Trump e Zelensky sinalizam avanços em acordo de paz para Ucrânia sem prazo definido
Volodymyr Zelensky e Donald Trump afirmaram no domingo (28) que Ucrânia e Estados Unidos concordam, de forma geral, com a maioria dos pontos discutidos para um acordo de paz no conflito da Ucrânia.
Após reunião para tratar do acordo, ambos os líderes não estabeleceram prazos, dizendo que suas equipes voltarão a se reunir nas próximas semanas.
Zelensky mencionou a possibilidade de uma futura reunião em Washington, com líderes europeus.

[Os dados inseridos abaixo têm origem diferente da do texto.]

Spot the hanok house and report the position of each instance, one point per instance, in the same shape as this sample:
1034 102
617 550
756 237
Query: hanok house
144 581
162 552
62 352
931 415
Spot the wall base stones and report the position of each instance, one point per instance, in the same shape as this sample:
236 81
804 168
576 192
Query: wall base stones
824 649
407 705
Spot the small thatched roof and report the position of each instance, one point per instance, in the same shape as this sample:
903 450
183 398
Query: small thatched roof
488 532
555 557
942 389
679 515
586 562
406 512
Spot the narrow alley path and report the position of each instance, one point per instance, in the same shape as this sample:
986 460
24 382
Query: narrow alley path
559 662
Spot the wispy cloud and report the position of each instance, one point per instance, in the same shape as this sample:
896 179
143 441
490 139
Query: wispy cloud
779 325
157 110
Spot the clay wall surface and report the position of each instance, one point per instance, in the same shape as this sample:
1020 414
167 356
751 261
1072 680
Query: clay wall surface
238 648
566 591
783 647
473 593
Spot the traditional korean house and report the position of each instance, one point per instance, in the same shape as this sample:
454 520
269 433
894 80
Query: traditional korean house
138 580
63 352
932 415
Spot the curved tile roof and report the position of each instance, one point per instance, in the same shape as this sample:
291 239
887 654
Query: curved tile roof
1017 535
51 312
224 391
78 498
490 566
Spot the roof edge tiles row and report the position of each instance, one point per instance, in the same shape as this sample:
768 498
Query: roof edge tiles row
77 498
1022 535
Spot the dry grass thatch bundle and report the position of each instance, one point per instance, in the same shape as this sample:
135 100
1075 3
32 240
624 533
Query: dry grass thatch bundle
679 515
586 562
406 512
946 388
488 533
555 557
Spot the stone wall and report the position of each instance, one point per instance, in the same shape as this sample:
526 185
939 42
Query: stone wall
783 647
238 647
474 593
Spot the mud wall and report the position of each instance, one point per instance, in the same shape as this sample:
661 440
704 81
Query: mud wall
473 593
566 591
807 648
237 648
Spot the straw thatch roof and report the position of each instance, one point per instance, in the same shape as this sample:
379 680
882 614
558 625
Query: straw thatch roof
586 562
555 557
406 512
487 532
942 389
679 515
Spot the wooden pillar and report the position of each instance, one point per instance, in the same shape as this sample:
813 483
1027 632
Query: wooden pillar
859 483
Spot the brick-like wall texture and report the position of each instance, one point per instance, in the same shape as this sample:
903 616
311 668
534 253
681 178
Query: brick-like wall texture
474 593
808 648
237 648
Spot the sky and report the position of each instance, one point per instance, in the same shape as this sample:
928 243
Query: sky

Segundo Trump, o controle pelo território ucraniano segue como o principal ponto de discórdia, sem solução apresentada além de novos encontros entre as equipes.
Qualquer cessar-fogo e acordo dependeriam da concordância da Rússia com os termos tratados.
Trump reconheceu que Vladimir Putin recusou um cessar-fogo que permitisse referendos na Ucrânia.
Na coletiva em Mar-a-Lago, Trump chamou o encontro de “fantástico” e declarou sentir que estão “muito perto, talvez muito perto” de um acordo.
Zelensky agradeceu, afirmando que um plano de paz com 20 pontos está “90%” fechado, ressaltando que continuam trabalhando para finalizar os detalhes, enquanto Trump estimou estar “95% concluído”.
Sobre o território, Trump classificou Donbas, região leste na linha de frente dos combates, como uma questão “não resolvida”, mas indicou proximidade de acordo.
Zelensky disse que a posição da Ucrânia sobre Donbas é “muito clara” e difere da russa.
Donbas compreende Donetsk e Lugansk; Putin apóia a anexação, alegando ligações históricas e o legado soviético, enquanto a Constituição ucraniana reconhece o território como parte do país.
Trump declarou que a Rússia ajudará na reconstrução da Ucrânia e demonstrou abertura para visitar o país após eventual acordo.
Segundo ele, há possibilidade de reunião entre EUA, Rússia e Ucrânia “no momento certo”, sugerindo que Putin deseja esse desfecho.
Nos Estados Unidos, preocupa-se especialmente com a exigência de Putin para a cessão de 25% da região leste de Donetsk, território ainda não conquistado pela Rússia, um ponto considerado “sem solução” por Trump.
O plano americano propõe transformar a área em zona econômica desmilitarizada, possível mediante retirada russa e referendo ou decisão parlamentar na Ucrânia.
Trump também comentou sobre a maior usina nuclear da Europa, em Zaporizhzhia, ocupada pela Rússia, com seis reatores.
O plano prevê que EUA, Rússia e Ucrânia administrem juntos a usina, mas Zelensky rejeita qualquer envolvimento comercial russo.
Durante a coletiva, Trump destacou que Putin “quer ver a Ucrânia prosperar” e afirmou que o presidente russo tem colaborado para reabrir a usina e não a atacou com mísseis, embora a ocupação pela Rússia tenha sido a causa da necessidade de cessar-fogo para reparos.
Essa visão de Putin ajudando a Ucrânia contrasta com os apagões frequentes na infraestrutura ucraniana devido a ataques russos, incluindo a recente falta de energia para cerca de um milhão de pessoas em Kiev.
Putin tem reiterado sua reivindicação de que “toda a Ucrânia é nossa”, reforçando as complexidades do diálogo.
Trump e Zelensky seguirão dialogando para avançar nas negociações nas próximas semanas.